Les groupes de besoin
Ils permettent d’envisager la correction de manière différenciée en prenant en compte les besoins de chacun. Les groupes seront constitués à partir des difficultés repérées dans les productions des élèves.
La correction ne consistera pas à refaire les exercices, mais à revenir sur les compétences travaillées en réalisant d’autres exercices du même type.

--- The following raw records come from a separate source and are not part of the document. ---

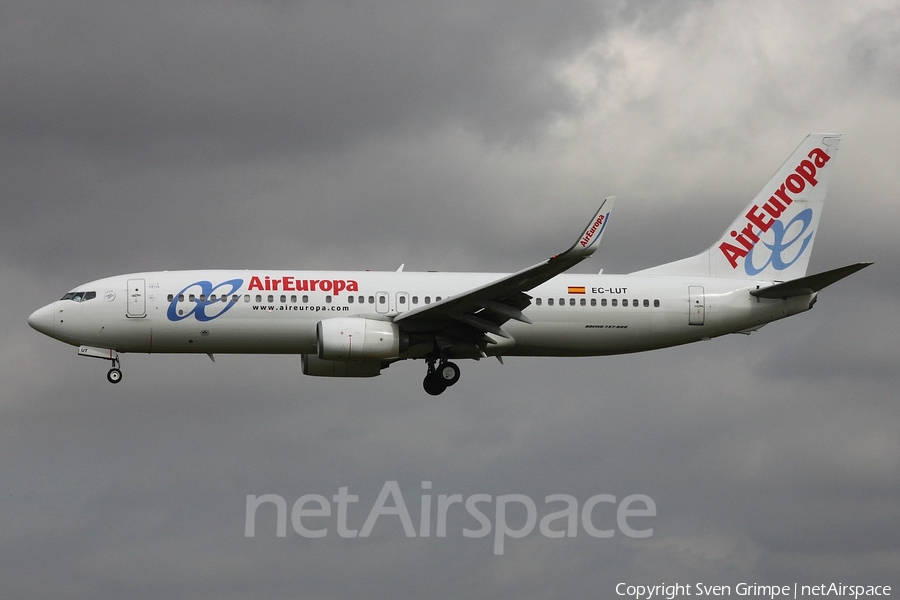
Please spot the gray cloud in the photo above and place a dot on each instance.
(452, 137)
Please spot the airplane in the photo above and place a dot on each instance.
(356, 324)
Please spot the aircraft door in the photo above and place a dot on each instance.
(137, 299)
(402, 301)
(381, 302)
(697, 303)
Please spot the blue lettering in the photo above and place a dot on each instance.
(779, 245)
(204, 308)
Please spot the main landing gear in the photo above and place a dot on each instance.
(439, 379)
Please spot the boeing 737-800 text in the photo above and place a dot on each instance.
(356, 324)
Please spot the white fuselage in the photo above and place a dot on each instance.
(276, 312)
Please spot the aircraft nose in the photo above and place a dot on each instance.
(42, 320)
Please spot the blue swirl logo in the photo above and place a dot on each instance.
(201, 294)
(779, 245)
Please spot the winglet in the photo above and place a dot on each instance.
(590, 238)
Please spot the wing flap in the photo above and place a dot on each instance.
(509, 290)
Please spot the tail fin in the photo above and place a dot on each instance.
(772, 238)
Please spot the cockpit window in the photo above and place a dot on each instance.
(79, 296)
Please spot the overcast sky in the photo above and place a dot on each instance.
(447, 136)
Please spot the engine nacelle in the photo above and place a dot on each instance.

L’enseignant pourra faire le choix de travailler avec un groupe en particulier ou de passer dans les différents groupes.

 

Et pour les corrections faites par l'enseignant en dehors de la classe ?

Beaucoup de corrections sont faites par l’enseignant le midi ou le soir après la classe.
Voici quelques propositions pour rendre efficaces les corrections réalisées en-dehors de la présence des élèves :

  • utiliser un codage commun, parlant pour l’élève (lui permettant de pointer ses réussites, comprendre ses erreurs) et compréhensible par les parents ;
  • prévoir un temps en classe pour prendre connaissance de cette correction ;
  • mettre les élèves en projet : quelle sera la prochaine étape dans le processus d’apprentissage pour ceux ayant réussi, quelles seront les remédiations possibles pour ceux ayant besoin de travailler encore la notion ?


L'origine de ce document a été conçu dans le cadre du dispositif " suppl@net ", formation ouverte à distance des suppléants.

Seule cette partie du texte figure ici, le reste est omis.